いきなり自分のプライベートである自宅が非日常な虚構空間に変化させられてしまう。ある種のホラーのようだが、自宅をこうした非日常な空間にしたいと願う気持ちは、別に珍しくないのだろう。高級マンションのチラシに、本当に人が生活できるのかと疑問になる室内イメージ写真が掲載されるのも、一定の効果があるからだろうし。コンビニ弁当を広げて食べるのすら躊躇しそうな空間でくつろげるのか、個人的には絶対無理だが、むしろこちらが少数派なのかもしれない。

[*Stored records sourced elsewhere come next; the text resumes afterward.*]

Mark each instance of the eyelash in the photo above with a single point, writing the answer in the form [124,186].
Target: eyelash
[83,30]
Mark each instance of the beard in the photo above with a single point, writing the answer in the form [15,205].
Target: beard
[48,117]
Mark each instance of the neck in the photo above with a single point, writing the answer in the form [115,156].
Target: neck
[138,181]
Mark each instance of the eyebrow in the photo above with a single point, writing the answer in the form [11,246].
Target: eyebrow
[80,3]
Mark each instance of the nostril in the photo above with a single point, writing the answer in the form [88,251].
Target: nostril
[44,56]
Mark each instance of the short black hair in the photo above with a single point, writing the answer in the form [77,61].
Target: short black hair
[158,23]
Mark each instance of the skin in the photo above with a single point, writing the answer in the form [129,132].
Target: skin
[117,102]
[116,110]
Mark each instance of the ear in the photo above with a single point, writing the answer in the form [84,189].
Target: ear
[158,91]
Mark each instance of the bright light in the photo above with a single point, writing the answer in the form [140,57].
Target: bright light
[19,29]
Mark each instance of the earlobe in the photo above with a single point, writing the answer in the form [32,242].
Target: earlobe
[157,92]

直実は、不思議な言い回しをしたりと本音の判別が付きにくいのだが、それでも突然の環境の変化に戸惑っているのは伺える。直実の勤める出版社は、郊外にある平屋の木造住宅を改良したもので、雑然とした和室に机と座椅子を並べて仕事をしている。本来はパブリックな場であるオフィスにしては不自然なほど、プライベートな感じの強い空間だ。明らかにマンションの部屋と対比させており、自宅と職場で逆転現象が起きている。

自宅に戻りエレベーターに乗ったところで日常から切り離され、映画のセットのような虚構的な空間へと連れていかれる。そのため初対面に近いトップ俳優からいきなり「オムライス作れる?」と聞かれたので自宅に上げるという、あまりに作り物めいた展開にも、直実は流されるように乗っかってしまう。タワーマンションの高層階は、そんな状況が成り立ってしまうほどに魔界なのだ。

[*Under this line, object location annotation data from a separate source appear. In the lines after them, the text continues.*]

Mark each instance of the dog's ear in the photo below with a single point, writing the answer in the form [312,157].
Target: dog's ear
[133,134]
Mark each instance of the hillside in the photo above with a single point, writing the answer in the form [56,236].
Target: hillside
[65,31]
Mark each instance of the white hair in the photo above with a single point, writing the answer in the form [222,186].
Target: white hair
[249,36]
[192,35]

一方の職場では、親友が不倫相手の子を宿しながら夫には「あなたの子」と偽ったまま結婚式を挙げようとしている。日常空間となる職場でも周囲ではドラマティックに物事が進んでいる。非日常的なプライベート空間と日常的なパブリック空間を毎日行き来する中で、直実が安らげることはなく、精神はゆっくりと蝕まれていく。

そんな、マンションのエレベーターを境として生活が分裂症状を起こしているさなか、その予兆を先回って感じ取っていたからか、可愛がっていた飼い猫が死んでしまう。それを契機に、直実は行動を起こす。具体的には、自分の中でのプライベートとパブリックを完全に直結させるのだ。分裂しているものを全て引っ付けてしまい、グチャグチャに丸めて一緒くたにする。かなりの荒療治だが、憂鬱の原因となっていた全てに折り合いをつけることに成功する。猫との邂逅によって手に入れた、ある種の自立だ。

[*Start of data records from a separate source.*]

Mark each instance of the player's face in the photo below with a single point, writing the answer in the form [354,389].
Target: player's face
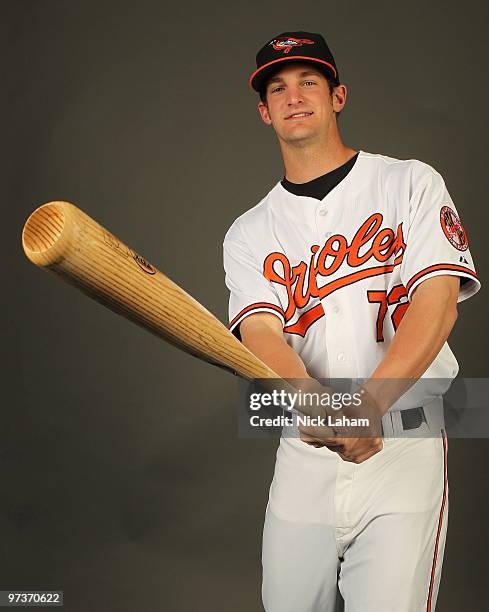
[299,105]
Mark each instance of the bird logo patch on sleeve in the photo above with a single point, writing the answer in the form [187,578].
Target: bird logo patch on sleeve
[453,229]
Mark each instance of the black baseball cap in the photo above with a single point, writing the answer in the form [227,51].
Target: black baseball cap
[305,46]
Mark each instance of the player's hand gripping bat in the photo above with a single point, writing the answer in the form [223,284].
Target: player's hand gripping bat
[61,238]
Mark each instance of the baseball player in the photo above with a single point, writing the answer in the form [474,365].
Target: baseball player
[350,267]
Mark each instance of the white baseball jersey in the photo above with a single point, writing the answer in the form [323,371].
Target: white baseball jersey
[340,272]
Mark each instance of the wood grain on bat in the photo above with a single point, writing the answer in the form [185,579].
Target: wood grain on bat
[63,239]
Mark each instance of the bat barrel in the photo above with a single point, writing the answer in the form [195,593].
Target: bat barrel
[62,239]
[45,233]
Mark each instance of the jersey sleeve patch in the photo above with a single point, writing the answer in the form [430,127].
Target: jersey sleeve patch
[453,229]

生活感の無いマンションの部屋は、直実の空虚な内面を表した比喩表現でもあるのだけれど、それが東京の上空には無数に実在しているところに得も言われぬ怖さがある。それもあって、この映画を観ている間ずっと、タワーマンションの高層階は精神に悪いんだと、ひしひしと伝わってきたわけなのだけれど。プライベートを映画のセットのような虚構空間にしても平気なのは、選ばれた一部の人だけなのであり、簡単に憧れたりしないほうがいいのだろうと肝に銘じた。